CMC Motors Group has decided to exit the Kenyan, Ugandan, and Tanzanian markets due to significant economic headwinds.
The company cited economic pressures, currency depreciation, and rising operational costs as key factors in this difficult decision.
“CMC Motors Group has decided to gradually wind down operations in full compliance with local regulations and distributorship agreements,” said the company in a statement.
“This decision follows a thorough evaluation of the business in light of sustained market challenges, including economic pressures, currency depreciation, and rising operational costs,” the statement read in part.
“Over the past 40 years, CMC Motors Group has played a vital role in supporting East Africa’s agricultural sector through the delivery of quality service, mechanization solutions, and steadfast support to its customers.
“However, despite restructuring efforts and a transformation program initiated in 2023, the market conditions have not provided a sustainable path forward,” the statement further read.
This move will impact hundreds of employees and marks the end of a 40-year era for CMC Motors, a prominent player in East Africa’s automotive and agricultural sectors.

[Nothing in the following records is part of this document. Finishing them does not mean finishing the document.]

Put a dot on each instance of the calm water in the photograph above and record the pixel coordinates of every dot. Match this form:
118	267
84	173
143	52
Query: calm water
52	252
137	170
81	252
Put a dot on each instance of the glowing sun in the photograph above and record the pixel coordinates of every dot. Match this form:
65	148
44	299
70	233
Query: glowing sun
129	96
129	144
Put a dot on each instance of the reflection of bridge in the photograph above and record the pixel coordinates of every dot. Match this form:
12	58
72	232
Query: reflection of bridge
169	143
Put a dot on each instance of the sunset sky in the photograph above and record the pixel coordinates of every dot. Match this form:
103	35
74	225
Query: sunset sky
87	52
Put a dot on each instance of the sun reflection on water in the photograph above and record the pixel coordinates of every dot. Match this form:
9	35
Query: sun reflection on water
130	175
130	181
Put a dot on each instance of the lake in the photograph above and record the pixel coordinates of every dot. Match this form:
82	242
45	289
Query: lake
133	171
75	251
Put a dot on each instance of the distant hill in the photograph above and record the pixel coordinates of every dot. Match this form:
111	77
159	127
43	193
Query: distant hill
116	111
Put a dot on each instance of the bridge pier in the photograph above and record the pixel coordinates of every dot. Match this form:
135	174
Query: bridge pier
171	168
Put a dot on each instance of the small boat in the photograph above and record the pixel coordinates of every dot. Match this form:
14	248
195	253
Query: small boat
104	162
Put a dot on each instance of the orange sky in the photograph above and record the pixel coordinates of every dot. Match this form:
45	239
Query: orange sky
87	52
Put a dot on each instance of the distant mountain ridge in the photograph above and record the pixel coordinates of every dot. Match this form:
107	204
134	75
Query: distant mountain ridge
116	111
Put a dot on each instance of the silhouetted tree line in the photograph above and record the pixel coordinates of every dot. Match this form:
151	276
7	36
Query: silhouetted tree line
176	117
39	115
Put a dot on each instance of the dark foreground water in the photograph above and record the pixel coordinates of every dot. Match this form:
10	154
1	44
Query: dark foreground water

“The company is committed to ensuring a smooth and orderly wind-down in compliance with all relevant agreements and regulations,” CMC stated.
CMC Motors Group Limited, part of the Al-Futtaim Group product portfolio, includes the exclusive distribution of New Holland Tractors, FieldKing Farm Implements, Nardi Farm Implements, and Hero motorbikes from the world’s largest motorcycle manufacturer, Hero MotorCorp.